Oh, come on. It's not _that_ bad. Most installers appear to be getting the hang of it with OJT.

If I had multiple wasted appointments with lazy or unprepared techs, I'd call a CSR and/or Retention and request "Case Management" (it's a term they'll understand).

It appears the system that generates Work Orders is somewhat inflexible (and somewhat inaccurate), and CSR notes may be ignored. Case Management can get real specific about what is required (and what has previously happened). The techs dislike it intensely (they're suddenly under a microscope, and have to do _everything_ by the book).


----------



## MrLatte (Aug 19, 2007)

This is just another example of why some people prefer to buy their own SWM/DECA hardware and install it themselves.


----------



## ecutchins (Jun 1, 2007)

Received a call for D* last night from the corporate office. They thanked me for my email and told me that this is the kind of information they need. The assured me that my install will be escalated and will be performed to my satisfaction.
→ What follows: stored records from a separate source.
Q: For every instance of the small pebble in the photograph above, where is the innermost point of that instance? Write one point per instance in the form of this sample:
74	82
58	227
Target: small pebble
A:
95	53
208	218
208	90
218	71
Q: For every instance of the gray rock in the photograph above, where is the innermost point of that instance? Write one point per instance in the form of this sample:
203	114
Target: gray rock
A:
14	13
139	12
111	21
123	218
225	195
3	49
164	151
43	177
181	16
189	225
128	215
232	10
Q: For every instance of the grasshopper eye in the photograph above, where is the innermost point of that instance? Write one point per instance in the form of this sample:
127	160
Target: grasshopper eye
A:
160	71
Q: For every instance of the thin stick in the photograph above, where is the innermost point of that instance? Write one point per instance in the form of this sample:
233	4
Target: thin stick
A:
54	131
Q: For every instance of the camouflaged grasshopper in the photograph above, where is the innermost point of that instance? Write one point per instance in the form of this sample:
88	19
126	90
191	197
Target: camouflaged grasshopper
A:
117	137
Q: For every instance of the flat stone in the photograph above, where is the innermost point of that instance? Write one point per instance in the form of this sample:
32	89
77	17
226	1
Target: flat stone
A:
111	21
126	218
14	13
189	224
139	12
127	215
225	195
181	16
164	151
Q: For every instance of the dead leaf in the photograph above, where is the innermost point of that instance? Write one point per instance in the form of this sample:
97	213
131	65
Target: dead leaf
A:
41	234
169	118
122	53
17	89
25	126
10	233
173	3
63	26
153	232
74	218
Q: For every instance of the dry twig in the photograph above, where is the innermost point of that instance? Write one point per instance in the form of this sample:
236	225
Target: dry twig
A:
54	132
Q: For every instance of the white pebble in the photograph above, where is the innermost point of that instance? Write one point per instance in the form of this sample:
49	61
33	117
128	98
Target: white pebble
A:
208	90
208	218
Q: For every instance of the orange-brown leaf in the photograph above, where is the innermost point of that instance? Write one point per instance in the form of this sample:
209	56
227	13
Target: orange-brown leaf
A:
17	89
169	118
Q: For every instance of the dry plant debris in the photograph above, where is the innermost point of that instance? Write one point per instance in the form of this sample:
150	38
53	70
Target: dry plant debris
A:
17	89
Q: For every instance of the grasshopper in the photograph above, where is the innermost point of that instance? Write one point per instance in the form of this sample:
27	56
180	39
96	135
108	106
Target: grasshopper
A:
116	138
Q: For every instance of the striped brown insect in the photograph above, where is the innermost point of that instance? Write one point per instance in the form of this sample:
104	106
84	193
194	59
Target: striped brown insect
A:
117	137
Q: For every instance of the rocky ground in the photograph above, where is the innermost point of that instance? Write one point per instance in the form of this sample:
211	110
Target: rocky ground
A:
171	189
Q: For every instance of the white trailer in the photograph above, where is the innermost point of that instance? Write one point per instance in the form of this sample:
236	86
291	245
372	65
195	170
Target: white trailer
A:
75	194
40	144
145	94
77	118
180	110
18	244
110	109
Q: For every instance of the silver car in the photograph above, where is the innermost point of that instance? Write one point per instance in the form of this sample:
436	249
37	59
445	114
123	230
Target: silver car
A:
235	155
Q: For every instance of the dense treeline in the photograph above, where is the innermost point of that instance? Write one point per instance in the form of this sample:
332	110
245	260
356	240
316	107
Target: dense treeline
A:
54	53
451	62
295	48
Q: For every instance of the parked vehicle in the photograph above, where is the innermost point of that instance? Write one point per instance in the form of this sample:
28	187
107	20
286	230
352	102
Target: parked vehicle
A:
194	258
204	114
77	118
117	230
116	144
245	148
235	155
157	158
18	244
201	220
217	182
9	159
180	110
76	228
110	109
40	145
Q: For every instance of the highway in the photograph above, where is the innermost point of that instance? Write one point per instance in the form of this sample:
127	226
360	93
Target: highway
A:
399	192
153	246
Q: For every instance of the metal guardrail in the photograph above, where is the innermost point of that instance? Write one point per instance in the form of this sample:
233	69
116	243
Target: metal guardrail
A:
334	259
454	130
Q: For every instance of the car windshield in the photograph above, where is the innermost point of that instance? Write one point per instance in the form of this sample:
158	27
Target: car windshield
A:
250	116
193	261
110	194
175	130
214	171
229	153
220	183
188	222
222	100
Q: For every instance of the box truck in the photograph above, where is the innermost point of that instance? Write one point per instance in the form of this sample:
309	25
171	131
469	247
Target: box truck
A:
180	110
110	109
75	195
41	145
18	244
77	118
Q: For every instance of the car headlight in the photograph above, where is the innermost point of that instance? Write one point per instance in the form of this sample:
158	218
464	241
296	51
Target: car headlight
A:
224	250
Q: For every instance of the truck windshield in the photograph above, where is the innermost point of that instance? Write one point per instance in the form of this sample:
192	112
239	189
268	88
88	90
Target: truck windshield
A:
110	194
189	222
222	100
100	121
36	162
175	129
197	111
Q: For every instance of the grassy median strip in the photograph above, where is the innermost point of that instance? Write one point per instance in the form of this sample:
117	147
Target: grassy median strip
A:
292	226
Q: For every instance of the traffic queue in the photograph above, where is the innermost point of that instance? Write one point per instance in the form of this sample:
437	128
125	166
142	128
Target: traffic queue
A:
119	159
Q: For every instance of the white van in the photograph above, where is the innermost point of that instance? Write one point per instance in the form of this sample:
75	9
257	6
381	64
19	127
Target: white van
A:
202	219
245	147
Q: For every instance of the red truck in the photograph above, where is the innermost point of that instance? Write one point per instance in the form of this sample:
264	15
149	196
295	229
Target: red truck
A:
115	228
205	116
I was surprised to get a call on Saturday night. We'll see how this plays out now.


----------



## john18 (Nov 21, 2006)

I agree about the Saturday night call. I would have expected the call sometime on Monday. I am glad that this will eventually work out for you.


----------



## hdtvfan0001 (Jul 28, 2004)

ecutchins said:


> Received a call for D* last night from the corporate office. They thanked me for my email and told me that this is the kind of information they need. The assured me that my install will be escalated and will be performed to my satisfaction.
> 
> *I was surprised to get a call on Saturday night.* We'll see how this plays out now.


That is a bit of a surprise. Then again, it seems you have their attention.

Hope you are successfuly taken care of!


----------



## Drucifer (Feb 12, 2009)

hdtvfan0001 said:


> That is a bit of a surprise. Then again, it seems you have their attention.
> 
> Hope you are successfully taken care of!


Nice to know the D* brass works weekends nights


----------



## Doug Brott (Jul 12, 2006)

OK .. This is a bit crazy .. I sure hope things come through for you as expected. The first guy balking is a joke .. If he was going to be replacing the LNB anyway he could have peaked the signal while he was at the dish so that it WASN'T a problem. ..


----------



## ecutchins (Jun 1, 2007)

My Whole DVR installation was finally done and everything works. I got an H24 to replace my H20. The entire install took about 2 hours. Replaced LNB, SWiM splitter, 5 Deca's, and dish alignment. I now have the best signal strengths since I went to HD. The installer told me the tilt was off and once this was corrected the signal strength jumped by as much as 20 points on some transponders. I'm very happy and spent some time with the tech showing him this site and dishpointer and showed him the app for the iPhone. My next stop is an email to [email protected] to let her know that my issue was resolved. I told the tech about my email and asked for his name so I could pass it on.

Thanks for everyone's support.


----------



## hdtvfan0001 (Jul 28, 2004)

ecutchins said:


> My Whole DVR installation was finally done and everything works. I got an H24 to replace my H20. The entire install took about 2 hours. Replaced LNB, SWiM splitter, 5 Deca's, and dish alignment. I now have the best signal strengths since I went to HD. The installer told me the tilt was off and once this was corrected the signal strength jumped by as much as 20 points on some transponders. I'm very happy and spent some time with the tech showing him this site and dishpointer and showed him the app for the iPhone. My next stop is an email to [email protected] to let her know that my issue was resolved. I told the tech about my email and asked for his name so I could pass it on.
> 
> Thanks for everyone's support.


Great to hear your saga is over, and that you also are nice enough to share the news with Ellen. Sounds like your installer did a super job.

Enjoy - as I know you will!


----------



## azarby (Dec 15, 2006)

ecutchins said:


> My Whole DVR installation was finally done and everything works. I got an H24 to replace my H20. The entire install took about 2 hours. Replaced LNB, SWiM splitter, 5 Deca's, and dish alignment. I now have the best signal strengths since I went to HD. The installer told me the tilt was off and once this was corrected the signal strength jumped by as much as 20 points on some transponders. I'm very happy and spent some time with the tech showing him this site and dishpointer and showed him the app for the iPhone. My next stop is an email to [email protected] to let her know that my issue was resolved. I told the tech about my email and asked for his name so I could pass it on.
> 
> Thanks for everyone's support.


Was this tech the same one that did the original work or was it a different one?


----------



## ecutchins (Jun 1, 2007)

azarby said:


> Was this tech the same one that did the original work or was it a different one?


This was a different tech. He was fairly new but knew what he was doing.


----------